Chapter 8 #4
Minutes had passed since Devon had been able to think about anything more than his need to bury himself within this charming opiated creature, with her enamel-blue eyes and velvet skin.
Delighting in a desire that had not been so vivid for many years, he was slow to realize that her bare shivering legs were doing their best to shove him away.
He pressed a broad palm to her thigh, and while the feel of it was enough to make his head swim, he was able, with kindness, to still the pace of her foolish struggles.
“Remind me tomorrow,” he told her, “to teach you the best place to kick a man.”
Her open senses burned under the sting of his amusement. “I intend before then to find it myself!”
“Oh, Lord,” he said thickly, laughing, pulling off her.
“A riposte.

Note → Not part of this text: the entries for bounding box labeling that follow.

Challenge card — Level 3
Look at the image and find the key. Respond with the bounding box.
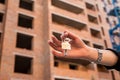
[62,38,71,56]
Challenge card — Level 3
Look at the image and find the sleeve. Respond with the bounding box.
[105,49,120,71]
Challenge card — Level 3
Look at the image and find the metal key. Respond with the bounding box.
[62,38,71,56]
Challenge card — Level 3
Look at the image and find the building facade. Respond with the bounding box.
[0,0,120,80]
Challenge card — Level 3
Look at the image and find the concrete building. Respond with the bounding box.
[0,0,120,80]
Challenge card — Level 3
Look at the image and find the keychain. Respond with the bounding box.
[62,38,71,56]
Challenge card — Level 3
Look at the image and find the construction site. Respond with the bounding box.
[0,0,120,80]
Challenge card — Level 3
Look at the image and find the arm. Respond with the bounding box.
[48,31,118,66]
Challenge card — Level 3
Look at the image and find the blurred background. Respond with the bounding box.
[0,0,120,80]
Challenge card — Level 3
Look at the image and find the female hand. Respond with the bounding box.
[48,31,89,59]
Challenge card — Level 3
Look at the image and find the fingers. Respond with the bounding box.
[52,50,64,57]
[48,40,63,52]
[52,36,61,46]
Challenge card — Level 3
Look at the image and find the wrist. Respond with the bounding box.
[86,47,98,62]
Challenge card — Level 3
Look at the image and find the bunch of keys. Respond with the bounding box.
[62,38,71,56]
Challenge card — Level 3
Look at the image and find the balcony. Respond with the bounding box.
[85,2,96,11]
[51,6,87,22]
[52,14,87,30]
[54,57,90,66]
[52,0,83,14]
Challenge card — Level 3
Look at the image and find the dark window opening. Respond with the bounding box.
[69,64,78,70]
[0,0,5,4]
[90,29,101,38]
[88,15,98,24]
[52,14,87,30]
[54,61,59,67]
[52,0,84,14]
[85,3,95,11]
[14,55,33,74]
[101,27,105,35]
[93,44,103,49]
[52,32,61,41]
[16,33,33,50]
[18,14,33,28]
[0,13,3,22]
[19,0,34,11]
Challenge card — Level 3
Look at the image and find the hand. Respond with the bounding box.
[48,31,88,59]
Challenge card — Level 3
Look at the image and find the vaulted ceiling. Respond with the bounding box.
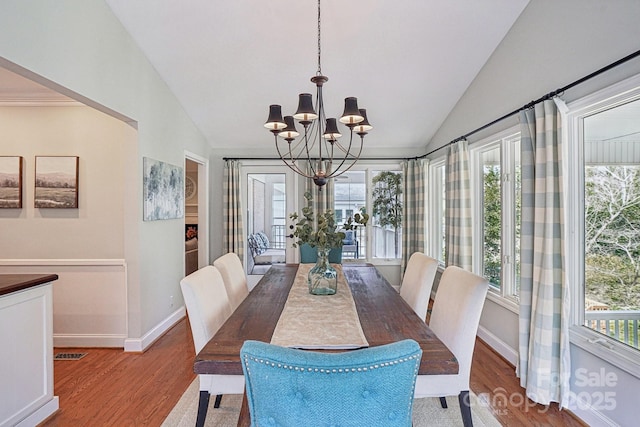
[0,0,528,155]
[106,0,528,154]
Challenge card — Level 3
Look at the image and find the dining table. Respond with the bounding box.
[194,263,458,426]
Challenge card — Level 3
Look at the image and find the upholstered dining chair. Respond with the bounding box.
[400,252,438,320]
[240,340,422,427]
[180,265,244,426]
[213,252,249,311]
[415,266,489,427]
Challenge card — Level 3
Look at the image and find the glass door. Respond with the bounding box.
[242,166,297,282]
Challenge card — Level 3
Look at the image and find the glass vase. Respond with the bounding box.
[308,248,338,295]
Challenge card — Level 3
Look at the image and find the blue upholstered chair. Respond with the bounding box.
[240,340,422,427]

Soon we’ll probably be sounding like Kate and Petruchio.
” Against the swell of her mouth his smiling lips quoted, “ ‘For thou art pleasant, gamesome, passing courteous, but slow in speech, yet sweet as springtime flowers.’ ” And when she tried to pound against him with her fists, he caressed her with a whisper: “ ‘Come, come, you wasp; in faith, you are too angry.’ ”
She knew the play. In an unexpected moment of self-discovery Merry found it a point of pride to cap his quotation. She said, “If I be waspish, best beware my sting!”
She felt the twitch of his cheek as his mouth curved into a grin. “Not such execrable taste in literature after all. Not that I’ve ever particularly liked that play.”
Like the graceful turn of a dancer’s wrist that alters subtly the sense of a ballet, the pirate’s kiss changed.
What had been demanding became comforting, light touching rather than brutal tracing.
A different woman might have read pity there, but for one moment, for the flash of a falcon’s wingbeat, Merry’s spirit, with its undiscovered complexities, fused, frightened and resistingly, with his.
They were, ever so briefly, two intuitive people swept together in a desire that chagrined the one and shamed the other.
Kissing her, he mused that really he ought to be better organized about this; a woman who memorizes Shakespeare shouldn’t be taken against a table like a field whore in Spain.
Merry caught the rough shadow of his thought and read there, though more innocently, his amusement, and his admiration, and his intention.
There was no point in trying to pray, no point in trying to struggle, because by now the mind-trails to her muscles had ceased to obey her will.
All that was left for her was to lie, inert under the beguiling caress of his mouth and the warm floating movements of his skilled hands over her body.
Her lips were parted, the tip of her breast was hard and aching under his curving fingers, and she felt so idiotic that it seemed instead of kissing her he ought to be boxing her ears.
The ship moved beneath them like a great groaning elephant.
Lantern light sprayed through the room, transforming every color Merry saw into a shimmering scale of green or yellow.
Suns with black burning centers and sharp yellow runners littered her vision.
Earlier today there had been another dark sun, and a reedy voice that said, “I crave the wench,” and Merry drug-dreamed Jack in her mind and smelled his dirty whiskers and saw the greasy string of spit on his chin and knew that she was going to be sick.
“Devon,” she said. And she had repeated it twice before he said, “Yes, love?”
“Devon, please help me. I—I—”
“What?”
Need suffocated the embarrassment attendant on what was about to happen. “I’m sick,” she managed. “I really am.”
She was the only woman who had ever lain in his arms and told him such a thing. He said in a reassuringly sensible voice, “What kind of sick?”
“Going to be sick,” said Merry, groaning like the ship.
Devon lifted his head and saw that it was true.
“That’s what you get,” he observed under his breath with an expression that she couldn’t understand, “when you force yourself on a seasick woman splattered with bhang and bruises.”
She protested as he made to move her, but he lifted her in spite of it and advised her tartly that whatever she might enjoy doing flat on her back, egesting the contents of her stomach couldn’t be one of them.
And he did the civilized things that he could for her with simple decency; when he saw it was too late, he brought the washbowl and gave her the support of his arms, having an errant memory of doing the same for his cousin Steven at his…
what? sixth birthday? fifth? That her young body should remind him of his smallest cousin was an uncomfortable thought; he retained it, using it to force moderation on the high pump of his pulse, which was slow in recognizing the change in circumstances.
Her stomach didn’t seem to realize it was useless; the drug had entered through her lungs and would not be thrown off with a simple purge; and as she lay exhausted in his arms, on the bed, she felt once his lips touch the back of her neck and heard him say, with a murmur of laughter, “I hope, my love, that you realize this is an incalculable blow to my self-esteem.”
She fell asleep with his patient fingers stroking her cheek. God, who had a much better sense of humor than she had ever before suspected, had heard her prayers with a grin.